I thinks that is a very good suggestion. A lot of times regulations change too rapidly. I come from an environment where ignorance is no excuse, but it does appear to me that the VMRC does not go out of their way to fully inform the public. A lot of us are internet saavy and can find these sorts of information, but not all fishermen have the same resources or reading ability for that matter. I would like to see important messages like that in front of entrances to fishing places as well as "Do Not Litter". That would be helpful.


----------



## Tom Powers

johnnyleo11 said:


> And if you do see someone taking in sponge crabs, tell them that it's not legal.


But IN VIRGINIA it is legal to catch ORANGE sponge crabs just not DARK BROWN sponge crabs here are pics from the VMRC web site that show the colorations. Oh and the word on the steet is that the dark sponge crabs taste "rank". 

http://www.mrc.state.va.us/sponge.htm

And here are the minimum sizes, etc. 

* Minimum size limits: 5 inches for male hard crabs (jimmies) and immature female hard crabs, 3 inches for peeler crabs, and 3 1/2 inches for softshell crabs, measured from tip to tip of the longest spikes. No size limits exist for adult female hard crabs (sooks) [Code 28.2-708, Regulation 4 VAC 20-270-55]. {Tom comment - There is a 10 crab allowance per bu for small hard crabs.)

* Dark sponge (brown through black coloration) crabs must be returned to the water alive and not altered or destroyed in any manner; however, a tolerance of 10 dark sponge crabs per bushel is allowed [4 VAC 20-370-20]. 

BTW there is a bit of confusion concerning the Virginia Blue Crab Sancturary. It is illegal to crab recreationally in the deep water sancturary but it is legal to crab recreationally in the lower bay sancturary. The former is more or less 30 feet of water extending from Thimble shoals light to Cape Charles (more or less North) to the MD line (with lots of points in the middle) west to the other side of the 30 foot line then south (with lots of points in the middle) to Thimble shoals light. 

The lower bay sancturary goes from Harrison's pier (where it used to be) to HRBT to Thimble Shoals light to Cape Charles to Cape Henry along the shore to Harrison's pier.
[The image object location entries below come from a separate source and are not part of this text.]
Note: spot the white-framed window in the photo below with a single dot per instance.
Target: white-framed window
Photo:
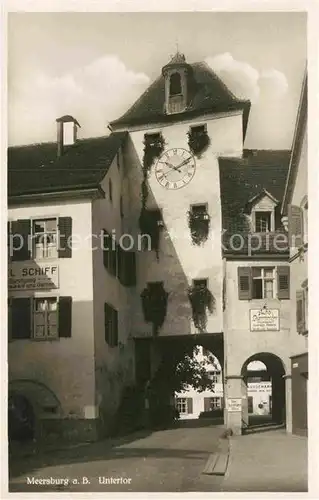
(263, 222)
(181, 405)
(45, 237)
(263, 282)
(45, 318)
(215, 403)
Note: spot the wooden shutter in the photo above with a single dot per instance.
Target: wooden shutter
(21, 318)
(65, 236)
(244, 283)
(65, 316)
(295, 226)
(300, 311)
(189, 405)
(283, 282)
(22, 228)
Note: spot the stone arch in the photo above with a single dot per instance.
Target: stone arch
(276, 371)
(41, 397)
(175, 84)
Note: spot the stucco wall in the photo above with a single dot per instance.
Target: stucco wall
(179, 260)
(299, 266)
(65, 365)
(113, 365)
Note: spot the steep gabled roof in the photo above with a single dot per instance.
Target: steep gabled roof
(243, 179)
(36, 168)
(210, 95)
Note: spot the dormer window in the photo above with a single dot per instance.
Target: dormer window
(175, 87)
(263, 222)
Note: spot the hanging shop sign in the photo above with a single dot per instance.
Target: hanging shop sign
(264, 320)
(234, 404)
(33, 276)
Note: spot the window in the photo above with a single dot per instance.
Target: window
(262, 222)
(198, 129)
(304, 208)
(110, 191)
(250, 404)
(263, 282)
(184, 406)
(215, 376)
(111, 325)
(259, 282)
(175, 86)
(200, 284)
(44, 233)
(200, 211)
(40, 318)
(45, 318)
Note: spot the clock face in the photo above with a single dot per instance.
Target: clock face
(175, 168)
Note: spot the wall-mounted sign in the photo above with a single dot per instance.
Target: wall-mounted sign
(234, 404)
(33, 276)
(264, 320)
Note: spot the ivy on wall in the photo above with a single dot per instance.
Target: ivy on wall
(201, 301)
(153, 148)
(154, 305)
(198, 140)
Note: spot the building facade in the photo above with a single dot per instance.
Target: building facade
(295, 209)
(197, 257)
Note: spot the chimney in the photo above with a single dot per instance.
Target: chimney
(66, 132)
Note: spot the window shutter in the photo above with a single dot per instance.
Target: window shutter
(23, 229)
(65, 316)
(244, 283)
(21, 318)
(295, 226)
(189, 405)
(300, 311)
(65, 235)
(283, 282)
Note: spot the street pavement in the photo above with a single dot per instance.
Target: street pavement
(162, 461)
(272, 461)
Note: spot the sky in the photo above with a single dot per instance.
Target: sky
(95, 65)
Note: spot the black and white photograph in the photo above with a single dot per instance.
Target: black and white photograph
(157, 251)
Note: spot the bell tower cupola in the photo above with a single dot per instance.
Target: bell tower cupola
(177, 74)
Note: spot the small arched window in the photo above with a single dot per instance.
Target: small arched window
(175, 86)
It is legal to catch crabs recreationally, but not commercially in the lower bay sancturary.

Tom


----------



## srg205

*there is a 10 crab allowance per bushel for small hard crabs?*

ok i just want to make sure i got this right on the small 10 crabs allowance. that would be blue crabs right?
not sure how many types of crabs in these waters. and is that for everywhere u can crab?


----------



## Tom Powers

Here are some snippits of regulations and code. 

So you can (maybe but I would not try it) have 10 undersized hard crabs, 10 undersized peeler crabs, AND 10 dark sponge crabs all in your possession at once if you have no more than one bushel of crabs total. You can not possess any soft crab less than 3 1/2 inches at any time.

Tom

4 VAC 20-370-20. CULLING REQUIREMENTS. D. It shall be unlawful for any person to possess for a period longer than is necessary for immediate determination of the presence of a dark egg mass, more than ten dark sponge crabs per United States standard bushel or thirty-five dark sponge crabs per barrel. During culling, those dark sponge crabs in excess of the allowance level shall be immediately returned to the water alive and shall not be altered or destroyed in any manner. 
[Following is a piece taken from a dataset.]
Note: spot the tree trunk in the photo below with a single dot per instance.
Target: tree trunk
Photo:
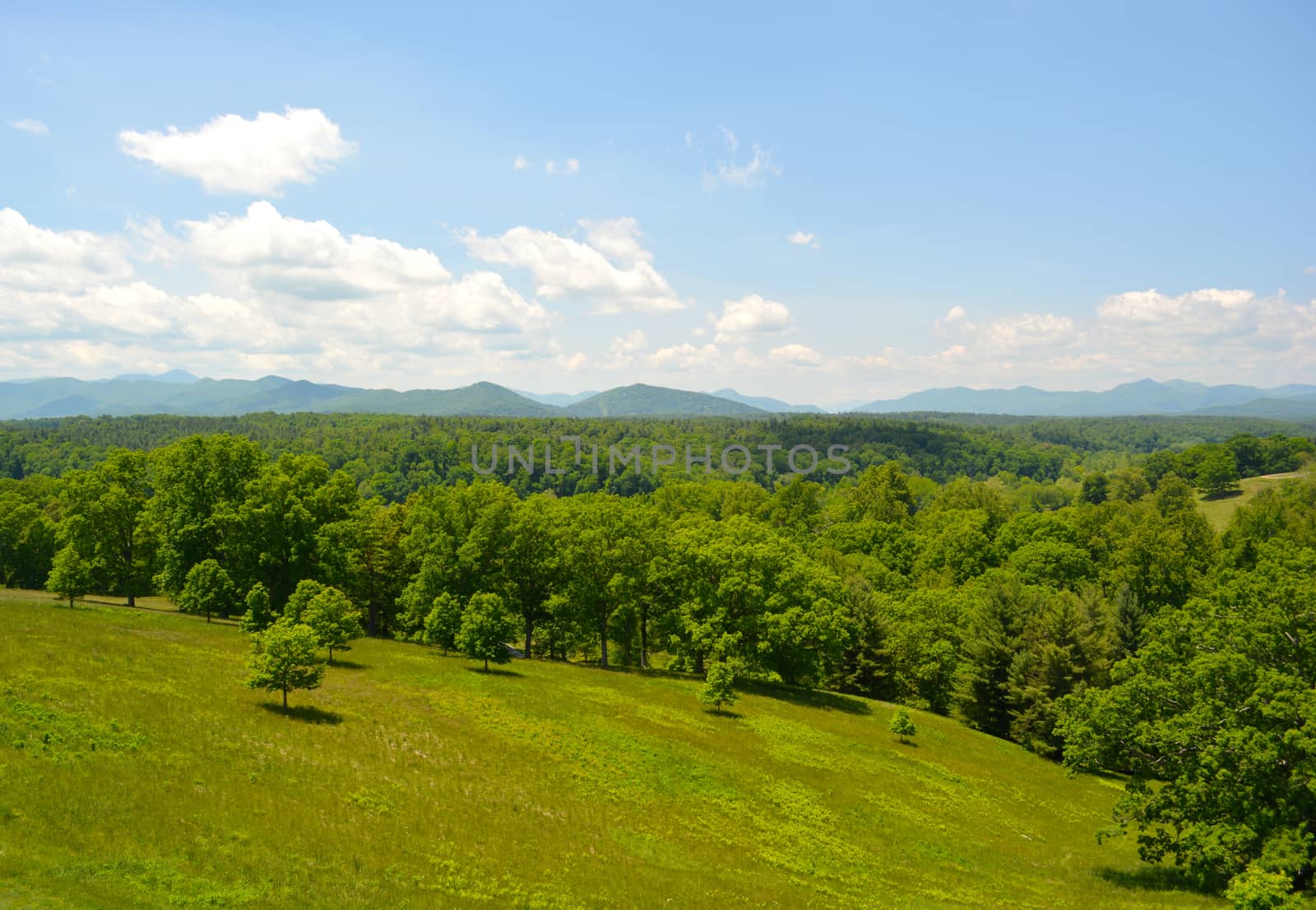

§ 28.2-708. Limitations on sizes of crabs to be taken; inspection of catch; exemption; penalty.

A. It is unlawful for any person to catch, take or have in his possession more than ten hard crabs per United States standard bushel or thirty-five hard crabs per barrel, which measure less than five inches across the shell from tip to tip of the longest spikes, or to destroy them in any manner. Those undersized crabs in excess of the allowance level shall be immediately returned to the water alive. Adult female crabs, peeler crabs and soft crabs are exempt from these limitations.

4VAC20-270-55. Minimum size limits.

A. It shall be unlawful for any person to take, catch, harvest, possess, sell or offer for sale, or to destroy in any manner peeler crabs that measure less than three inches across the shell from tip to tip of the longest spikes with the following exceptions:

1. It shall not be unlawful for any person to possess 10 or less peeler crabs, per United States standard bushel, that have been taken, caught, or harvested and that measure less than three inches across the shell from tip to tip of the longest spikes.

2. It shall not be unlawful to sell or to offer for sale those peeler crabs less than three inches across the shell from tip to tip of the longest spikes as authorized in subdivision 1 of this subsection.

B. It shall be unlawful for any person to take, catch, harvest, possess, sell or offer for sale, or to destroy in any manner, any soft crab that measures less than 3-1/2 inches across the shell from tip to tip of the longest spikes.


----------



## Digger

Tom 

Thank You


----------



## srg205

thanks for the info i got it now . just tryin to use some like 2 or 3 for bait .


----------